After years working as a nurse, Jan Dearing approaches food preparation and serving at her Southern Smoke BBQ & Grill with a focus on risk assessment and control
By Lawrence Herzog
When she and her husband Orval started the River John, Nova Scotia business eight years ago, she launched a process to analyze risk and establish good procedures to ensure their food is consistently safe and the highest quality.
“We set ourselves up with good routines to monitor our fridge, freezer, cooking and holding temperatures, and we document those procedures so they become routine,” Dearing says. “For us, being a barbecue restaurant, it’s about meat management 101. If you’re not clean and organized, then the rest of your business is going to suffer.”
It’s a fundamental tenet that successful restaurateurs everywhere understand and follow. Nothing kills reputation and repeat business faster than making customers sick.
Canada’s food supply is one of the safest in the world, but food-borne bacteria, viruses and parasites making up 30 known pathogens are still a leading cause of illness. Every year, one in eight Canadians, or about four million of us, get sick from a domestically-acquired food-borne illness, the Public Health Agency of Canada estimated in 2014. Data from the Canadian Notifiable Disease Surveillance System (CNDSS) and National Enteric Surveillance Program (NESP) indicate some food-borne illnesses have dropped substantially over the past decade, but infections caused by salmonella have stayed the same.
The federal government’s Safe Food for Canadians Act, implemented in 2012, has given the Canada Food Inspection Agency (CFIA) more tools and resources to help keep food safe, like tougher penalties and better control over imports and exports. Inspectors can now demand that food producers provide information in a timely and standardized way, and CFIA has the authority to require traceability systems for food producers.
Trained for safety
Keeping food safe also means keeping food fresh. And when operators handle food properly, it saves money. A proper food safety training and certification plan helps reduce waste and lowers utility costs.
“At High Liner, we’ve trained all of our sales and marketing staff with advanced food safety training,” says Philman George, chef and culinary manager for the foodservice division of High Liner Foods. “The certification is good for five years and is recognized across Canada.”
George strongly believes that any operator serving food to the public should have at least one person – if not everybody who handles food – trained in advanced food safety. “By doing that, you will have a better time with your food inspectors as well.
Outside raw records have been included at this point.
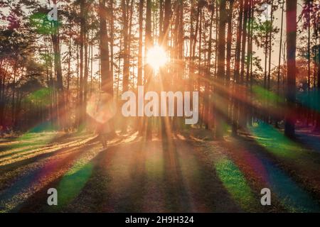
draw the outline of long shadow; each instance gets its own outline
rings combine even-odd
[[[272,192],[288,211],[320,211],[319,192],[311,190],[305,179],[295,174],[295,170],[286,167],[286,160],[277,156],[274,150],[270,153],[256,140],[242,136],[238,137],[237,141],[260,160],[267,171]]]
[[[87,149],[90,149],[95,145],[95,143],[90,143],[77,149],[70,154],[67,155],[63,159],[56,160],[54,164],[48,163],[48,168],[44,167],[36,168],[29,171],[21,178],[18,179],[9,188],[4,190],[0,195],[0,201],[3,203],[2,206],[6,205],[6,201],[12,200],[16,196],[23,192],[32,190],[33,187],[38,184],[44,184],[36,192],[28,192],[32,193],[26,201],[16,201],[16,204],[14,207],[4,207],[1,209],[9,209],[11,211],[21,211],[21,212],[35,212],[44,211],[45,207],[48,207],[47,202],[47,190],[51,187],[55,187],[57,183],[63,177],[69,166],[77,159],[79,155],[85,153]],[[46,167],[46,165],[45,165]],[[57,172],[61,175],[55,179],[48,178],[48,175],[55,175]],[[53,178],[54,179],[54,178]],[[16,200],[16,199],[14,199]]]
[[[0,166],[0,174],[2,172],[6,172],[9,171],[13,171],[17,168],[19,167],[22,167],[23,166],[26,166],[28,164],[35,162],[38,162],[40,161],[41,160],[43,160],[46,157],[53,156],[53,155],[55,155],[58,153],[63,153],[65,151],[68,151],[69,150],[73,150],[73,149],[77,149],[78,148],[80,148],[81,146],[83,145],[88,145],[90,143],[95,143],[97,140],[97,138],[92,138],[92,140],[87,141],[86,143],[85,143],[84,144],[80,144],[80,145],[72,145],[70,147],[68,147],[68,148],[62,148],[60,149],[58,149],[57,150],[53,151],[53,152],[50,152],[50,153],[43,153],[43,154],[40,154],[36,156],[34,156],[33,157],[31,158],[27,158],[27,159],[24,159],[20,161],[17,161],[17,162],[14,162],[12,163],[9,163],[7,165],[4,165],[2,166]]]
[[[204,204],[210,212],[242,212],[242,208],[226,189],[217,170],[212,165],[213,164],[208,164],[208,157],[203,153],[202,142],[195,140],[190,135],[184,136],[185,143],[191,146],[193,150],[200,148],[195,154],[198,157],[196,160],[200,173],[196,182],[196,194],[201,195],[199,203]]]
It’s important to recertify every five years, and human nature being what it is, having that refresher helps address bad habits.”
As he points out, it only takes only one employee not following proper procedures to cause a problem. “When you look at the cost involved in advanced training of a couple hundred dollars per employee, it’s money well spent, no doubt about it.”
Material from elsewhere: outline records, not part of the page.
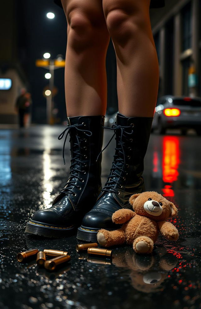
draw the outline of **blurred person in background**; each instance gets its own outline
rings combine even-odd
[[[19,125],[20,128],[27,127],[30,124],[31,104],[31,94],[23,88],[15,103],[15,109],[18,114]]]
[[[78,238],[97,241],[100,229],[116,229],[112,214],[122,208],[130,209],[131,195],[145,190],[144,159],[159,79],[149,9],[165,3],[164,0],[54,1],[63,8],[67,23],[65,91],[68,126],[59,139],[65,137],[65,163],[69,133],[70,173],[52,206],[36,212],[26,230],[62,237],[79,226]],[[117,59],[119,112],[116,124],[110,128],[115,136],[116,147],[110,173],[102,189],[106,58],[111,38]]]

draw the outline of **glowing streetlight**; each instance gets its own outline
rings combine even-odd
[[[46,73],[45,74],[45,77],[47,79],[49,79],[50,78],[51,78],[51,76],[52,75],[50,73]]]
[[[45,92],[45,94],[47,96],[48,96],[49,95],[50,95],[51,94],[51,92],[50,90],[46,90]]]
[[[43,54],[43,57],[46,59],[48,59],[50,58],[50,54],[49,52],[45,52]]]
[[[52,12],[49,12],[46,14],[46,16],[49,19],[52,19],[53,18],[54,18],[55,16],[54,13],[52,13]]]

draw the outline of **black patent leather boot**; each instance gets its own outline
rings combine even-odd
[[[60,135],[68,133],[71,165],[69,178],[64,188],[47,209],[37,210],[27,225],[29,233],[46,237],[68,236],[79,226],[85,214],[94,205],[101,189],[101,151],[103,137],[102,116],[68,118],[68,126]]]
[[[96,241],[100,229],[117,229],[120,226],[112,222],[112,214],[121,208],[131,209],[131,196],[145,191],[142,174],[152,120],[117,115],[112,128],[116,146],[110,176],[95,205],[83,218],[78,230],[79,239]]]

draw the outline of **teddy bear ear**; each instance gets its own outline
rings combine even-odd
[[[171,202],[170,202],[170,206],[171,207],[171,213],[170,214],[170,216],[174,217],[175,216],[176,216],[178,213],[177,208],[175,205],[174,205],[173,203],[172,203]]]
[[[131,195],[129,199],[129,203],[132,206],[133,206],[133,203],[135,201],[135,200],[141,194],[141,193],[137,193],[137,194],[133,194],[133,195]]]

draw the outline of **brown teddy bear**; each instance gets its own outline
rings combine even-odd
[[[133,194],[129,202],[134,211],[120,209],[112,215],[113,222],[124,224],[121,228],[99,231],[97,239],[101,246],[110,247],[126,241],[133,244],[138,253],[151,253],[159,231],[168,239],[177,240],[179,236],[177,229],[166,221],[177,214],[177,209],[173,203],[154,192]]]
Operators should also consider the source of their supply, he says. “Is your food coming out of a truck of a reputable supplier, or out of somebody’s trunk? You need to consider what may have happened to the ingredients before they get to you, whether they have been held at safe temperature and whether they are fresh.”
Confidence through cleanliness
The foodservice test kitchens at Heinz Foodservice Canada follow the same protocols as the company’s manufacturing operations. “In our test kitchens, we have incorporated the same good manufacturing practices (GMPs) into what we do every day,” says corporate chef Juriaan Snellen. That includes hairnets, personal hygiene, proper outfits, thorough handwashing (scrubbing for at least 25 seconds), and no eating and drinking while working with food.
“Some studies show that we live in a very sterile environment and that cleanliness means our immune systems aren’t fighting off the numbers of bacteria so, in that way, we are more vulnerable to getting sick,” Snellen says. “Training programs like HAACP are extremely important, and best practices need to be passed on to everybody who handles food in the kitchen and right through to front of house.”
It’s a smart way of doing business that goes right to your reputation and your bottom line. Being food safe is, as Jan Dearing puts it, “about establishing a culture of cleanliness in your restaurant. If everybody in your restaurant gets it, then you will be successful.”
Top tips for food safety
- Colour code cutting boards with distinctive shades for raw meat, fish, dairy, vegetables etc. to reduce cross-contamination.
- Be sure to wash your hands again right after you handle raw ingredients – especially raw proteins.
- Write a date on your leftovers, store them properly and ensure they are promptly used.
- Ensure your kitchen is impeccably clean at the end of the day, so that you start out right the next morning.